In the Catholic faith, the question of human suffering is addressed better than in any other religion, I believe. Catholics all agree that at baptism we are “saved.” However, our salvation doesn’t stop there. Much like the Protestant tradition of “Progressive Salvation,” Catholics are being “saved” moment by moment, day by day as we become more and more the hands and feet of Jesus Christ resurrected in the world today.

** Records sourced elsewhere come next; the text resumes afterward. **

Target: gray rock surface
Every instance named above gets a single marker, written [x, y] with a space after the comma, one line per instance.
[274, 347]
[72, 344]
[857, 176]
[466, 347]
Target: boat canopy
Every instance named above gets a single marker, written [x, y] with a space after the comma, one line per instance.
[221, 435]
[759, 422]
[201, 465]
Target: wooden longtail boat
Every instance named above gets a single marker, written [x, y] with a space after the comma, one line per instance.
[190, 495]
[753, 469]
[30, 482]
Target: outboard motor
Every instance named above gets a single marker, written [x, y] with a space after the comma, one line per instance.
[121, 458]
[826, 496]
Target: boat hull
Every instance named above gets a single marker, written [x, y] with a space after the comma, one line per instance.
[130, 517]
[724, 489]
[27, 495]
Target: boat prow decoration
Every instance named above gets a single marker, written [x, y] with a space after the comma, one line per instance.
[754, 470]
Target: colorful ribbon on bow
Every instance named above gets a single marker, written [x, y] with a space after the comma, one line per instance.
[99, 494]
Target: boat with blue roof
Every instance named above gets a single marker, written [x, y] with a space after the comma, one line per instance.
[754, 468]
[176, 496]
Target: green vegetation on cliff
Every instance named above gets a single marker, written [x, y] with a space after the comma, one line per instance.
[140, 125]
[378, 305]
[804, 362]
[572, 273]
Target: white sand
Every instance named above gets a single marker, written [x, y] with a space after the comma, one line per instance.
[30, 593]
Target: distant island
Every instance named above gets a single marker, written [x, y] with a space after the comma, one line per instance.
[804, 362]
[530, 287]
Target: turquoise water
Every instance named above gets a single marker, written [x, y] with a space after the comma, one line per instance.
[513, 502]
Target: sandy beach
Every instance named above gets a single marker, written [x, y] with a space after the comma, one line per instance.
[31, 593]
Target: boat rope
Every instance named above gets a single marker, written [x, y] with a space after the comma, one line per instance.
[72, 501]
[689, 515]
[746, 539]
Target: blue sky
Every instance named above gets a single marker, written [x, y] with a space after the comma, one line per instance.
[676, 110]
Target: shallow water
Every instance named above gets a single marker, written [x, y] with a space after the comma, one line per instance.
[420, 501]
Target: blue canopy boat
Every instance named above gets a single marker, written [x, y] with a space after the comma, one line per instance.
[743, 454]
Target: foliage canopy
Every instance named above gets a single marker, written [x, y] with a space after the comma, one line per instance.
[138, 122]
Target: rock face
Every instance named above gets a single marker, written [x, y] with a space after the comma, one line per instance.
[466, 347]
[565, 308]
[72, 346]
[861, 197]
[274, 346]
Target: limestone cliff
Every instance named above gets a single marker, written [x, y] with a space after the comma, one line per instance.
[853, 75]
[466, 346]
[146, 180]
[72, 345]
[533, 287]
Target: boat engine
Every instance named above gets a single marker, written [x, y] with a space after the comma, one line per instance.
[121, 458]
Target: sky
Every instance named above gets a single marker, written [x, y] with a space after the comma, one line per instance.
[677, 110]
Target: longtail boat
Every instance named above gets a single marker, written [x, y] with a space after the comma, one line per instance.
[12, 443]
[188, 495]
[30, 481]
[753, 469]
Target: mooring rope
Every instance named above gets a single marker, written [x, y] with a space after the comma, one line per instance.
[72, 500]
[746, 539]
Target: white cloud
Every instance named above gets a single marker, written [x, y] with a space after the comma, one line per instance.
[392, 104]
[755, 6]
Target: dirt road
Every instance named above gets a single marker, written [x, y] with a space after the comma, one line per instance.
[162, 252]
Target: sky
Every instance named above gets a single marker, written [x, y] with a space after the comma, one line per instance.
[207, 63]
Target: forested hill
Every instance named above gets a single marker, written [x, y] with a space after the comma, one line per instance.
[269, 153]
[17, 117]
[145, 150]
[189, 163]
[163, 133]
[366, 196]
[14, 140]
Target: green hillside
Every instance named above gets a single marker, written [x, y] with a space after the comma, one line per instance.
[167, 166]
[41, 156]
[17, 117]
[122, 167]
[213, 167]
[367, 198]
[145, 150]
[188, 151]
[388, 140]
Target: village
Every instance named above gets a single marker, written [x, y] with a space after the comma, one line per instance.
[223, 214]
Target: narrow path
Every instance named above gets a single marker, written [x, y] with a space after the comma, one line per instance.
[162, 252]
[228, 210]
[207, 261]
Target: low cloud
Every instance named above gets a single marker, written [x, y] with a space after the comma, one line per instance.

For Catholics, the Real Presence of Christ in the communion bread should bring people to the awareness that we are surrounded by other people who all carry a piece of divinity within them. A Catholic priest once said to me, “If you can’t swallow your neighbor, you can’t swallow the Host.” It is here that all human suffering is united with the suffering of Jesus Christ on the cross.
Imagine Jesus Christ as the head of the body of Christ. The rest of us make up other parts of the body. In order for us to become one with Jesus Christ, we must embrace our sufferings today just as Christ embraced his suffering on the cross. As Catholics, we do not “save” ourselves. Christ’s salvation is full and complete all by itself. But if we want to be truly one with Him, then we must walk the same walk, and drink of the same cup. For Catholics, salvation is an ongoing process of purification as we are transformed into the reflection of Christ alive on earth today. Our focus is not on “being saved” so we have a free ticket into heaven. Our focus is on “How can I best serve You, Lord?”